Funded by the National Science Foundation (NSF) and the New York State Education Department, she directed institutes for high school mathematics teachers. Dr. Dolciani also took the lead in developing new curricula for secondary school mathematics with the School Mathematics Study Group, funded by the NSF.

She established the Dolciani Mathematical Exposition - a book series now numbering 25 volumes - and the Visiting Lecturer Program for Secondary Schools.

A Legacy of Giving

Dr. Dolciani is remembered today for her impact on millions of students and the professional mathematics  community through her teaching, textbooks, the Dolciani Mathematical Expositions, publications of the Mathematical Association of America (MAA), and programs supported by the Mary P. Dolciani Halloran Foundation.

In her memory, the Houghton Mifflin Company made a gift to the Mathematics Education Trust of the National Council of Teachers of Mathematics, establishing a fund that provides grants to high school teachers to improve the quality of their teaching.

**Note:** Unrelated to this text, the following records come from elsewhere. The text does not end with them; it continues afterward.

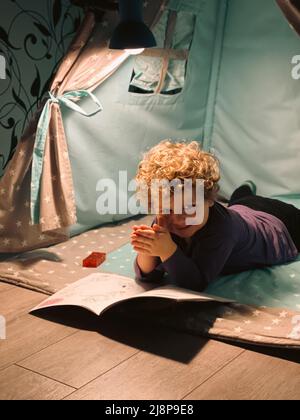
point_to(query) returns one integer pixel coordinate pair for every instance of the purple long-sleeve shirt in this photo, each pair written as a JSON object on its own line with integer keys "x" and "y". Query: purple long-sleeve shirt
{"x": 234, "y": 239}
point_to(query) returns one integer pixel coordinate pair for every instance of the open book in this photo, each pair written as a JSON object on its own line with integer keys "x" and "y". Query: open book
{"x": 100, "y": 291}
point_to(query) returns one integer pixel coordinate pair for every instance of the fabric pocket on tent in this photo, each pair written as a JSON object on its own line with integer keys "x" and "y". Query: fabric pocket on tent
{"x": 159, "y": 74}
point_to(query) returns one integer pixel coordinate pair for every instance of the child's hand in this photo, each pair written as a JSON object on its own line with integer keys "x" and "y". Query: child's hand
{"x": 155, "y": 241}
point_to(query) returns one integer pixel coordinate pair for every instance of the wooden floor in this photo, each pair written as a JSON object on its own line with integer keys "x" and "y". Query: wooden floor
{"x": 113, "y": 358}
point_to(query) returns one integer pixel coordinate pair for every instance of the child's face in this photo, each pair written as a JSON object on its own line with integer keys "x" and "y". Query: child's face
{"x": 178, "y": 223}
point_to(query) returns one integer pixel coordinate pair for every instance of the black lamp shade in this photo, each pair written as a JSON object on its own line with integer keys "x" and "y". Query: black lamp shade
{"x": 131, "y": 33}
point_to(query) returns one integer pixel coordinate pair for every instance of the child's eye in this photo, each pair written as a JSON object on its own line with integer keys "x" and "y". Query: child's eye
{"x": 189, "y": 208}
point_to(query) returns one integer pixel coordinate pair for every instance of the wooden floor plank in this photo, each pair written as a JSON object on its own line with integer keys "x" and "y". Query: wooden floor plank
{"x": 28, "y": 335}
{"x": 252, "y": 376}
{"x": 79, "y": 359}
{"x": 5, "y": 286}
{"x": 20, "y": 384}
{"x": 149, "y": 376}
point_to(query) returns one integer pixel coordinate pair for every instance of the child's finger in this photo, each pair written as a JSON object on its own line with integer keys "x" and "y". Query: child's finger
{"x": 141, "y": 250}
{"x": 146, "y": 233}
{"x": 135, "y": 227}
{"x": 142, "y": 241}
{"x": 141, "y": 245}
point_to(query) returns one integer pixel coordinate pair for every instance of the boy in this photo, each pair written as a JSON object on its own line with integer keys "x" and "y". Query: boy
{"x": 252, "y": 232}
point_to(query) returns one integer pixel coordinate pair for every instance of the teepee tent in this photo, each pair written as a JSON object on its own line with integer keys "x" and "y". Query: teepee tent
{"x": 221, "y": 74}
{"x": 225, "y": 73}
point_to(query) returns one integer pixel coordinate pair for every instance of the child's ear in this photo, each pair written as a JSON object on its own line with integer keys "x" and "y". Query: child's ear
{"x": 211, "y": 203}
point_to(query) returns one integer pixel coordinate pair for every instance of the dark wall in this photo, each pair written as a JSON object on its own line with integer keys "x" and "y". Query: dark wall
{"x": 34, "y": 36}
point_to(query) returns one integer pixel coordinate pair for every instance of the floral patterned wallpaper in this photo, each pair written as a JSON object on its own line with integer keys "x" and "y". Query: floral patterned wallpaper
{"x": 34, "y": 36}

The Dolciani Mathematical Center, the headquarters for the Mathematical Association of America in Washington DC, furthers her ideal of excellence in mathematics. 

The Dolciani Mathematics Learning Center at Hunter College, City University of New York continues to provide mathematics and statistics support for students and the adjacent Dolciani Library has journals and periodicals as well as books written by Dr. Dolciani and other prominent mathematicians for reference. 

In 1982, Dr. Dolciani established The Mary P. Dolciani Halloran Foundation. The Foundation honors Dr. Dolciani's desire "to benefit the greatest number of people in the advancement of mathematics or mathematics education." 

"As everyone who knew Mary Patricia Dolciani would agree, Mary at all times was filled with an infectious enthusiasm, whether about research, the learning, teaching or writing of mathematics, or life in general. One was simply happy and optimistic when in her presence."